Cuando tenía pocos años fui a una casa en el monte, allí, junto a mis primos, encontramos un sapo muerto en una balsa, su gordura y pestilencia nos maravilló, así que estuvimos jugando a lanzarlo por los aires todo el fin de semana.

Antes de marcharnos de allí y abandonar nuestro estado de bárbara naturaleza, despedazamos el cuerpo inerte y magullado de aquel animal en un rinconcito de la casa, con las navajas que tanto yo como mis primos teníamos pocas oportunidades de usar cuando nos encontrábamos en la civilización y que, con entusiasmo, sacábamos a la menor oportunidad.

Enterramos aquellos restos, más como si fuésemos piratas que entierran un tesoro que a modo de funeral, pues todavía no teníamos una noción demasiado clara de lo que estaba bien y lo que estaba mal.

Años más tarde el destino dispuso que volviese a aquella casa, ya sin primos, sin navajas y con la balsa convenientemente vallada y seca.
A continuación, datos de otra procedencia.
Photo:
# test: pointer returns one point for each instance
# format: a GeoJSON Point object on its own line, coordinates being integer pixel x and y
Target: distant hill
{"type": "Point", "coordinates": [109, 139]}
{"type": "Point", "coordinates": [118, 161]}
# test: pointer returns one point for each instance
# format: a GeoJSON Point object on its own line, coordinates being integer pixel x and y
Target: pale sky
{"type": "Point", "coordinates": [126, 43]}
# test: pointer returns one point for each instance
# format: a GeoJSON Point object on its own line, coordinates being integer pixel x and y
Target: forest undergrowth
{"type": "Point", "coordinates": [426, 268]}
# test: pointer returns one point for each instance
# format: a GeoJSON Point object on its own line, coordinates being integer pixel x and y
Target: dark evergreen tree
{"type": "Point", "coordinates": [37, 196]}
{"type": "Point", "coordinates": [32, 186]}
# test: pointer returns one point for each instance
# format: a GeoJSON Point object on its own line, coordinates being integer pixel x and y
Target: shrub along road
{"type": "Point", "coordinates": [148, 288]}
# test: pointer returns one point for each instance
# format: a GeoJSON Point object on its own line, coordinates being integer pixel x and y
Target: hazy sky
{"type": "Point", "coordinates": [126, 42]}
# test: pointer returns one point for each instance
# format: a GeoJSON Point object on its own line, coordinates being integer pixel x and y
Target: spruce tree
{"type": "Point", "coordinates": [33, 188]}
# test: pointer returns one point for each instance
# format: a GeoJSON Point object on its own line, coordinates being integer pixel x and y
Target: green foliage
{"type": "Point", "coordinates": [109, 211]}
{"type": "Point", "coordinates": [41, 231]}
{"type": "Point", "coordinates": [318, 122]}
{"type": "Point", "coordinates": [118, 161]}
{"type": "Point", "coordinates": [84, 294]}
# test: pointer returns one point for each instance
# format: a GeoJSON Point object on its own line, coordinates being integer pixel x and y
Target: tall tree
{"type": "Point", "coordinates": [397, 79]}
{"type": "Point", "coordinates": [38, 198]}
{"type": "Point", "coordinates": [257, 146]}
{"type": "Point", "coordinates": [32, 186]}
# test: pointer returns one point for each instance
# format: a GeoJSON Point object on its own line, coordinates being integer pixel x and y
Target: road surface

Tuve la oportunidad de desenterrar aquellos huesos, ya limpios, que descansaron muchos años más en un frasco en mi habitación con una etiqueta inconfundible: Batracio.

Aquel nombre se lo había dado entonces mi padre y tanto yo como mis primos habíamos celebrado mucho que los sapos de toda la vida se pudieran llamar de un modo diferente.

Batracio, batracio, batracio.

Aquellos huesos ya no eran simplemente los restos de un animal gordo y pestilente que unos pequeños energúmenos hubieran estado profanando durante un fin de semana eterno, sino el testigo mudo de que una vez existió una juventud desbordante de violenta curiosidad.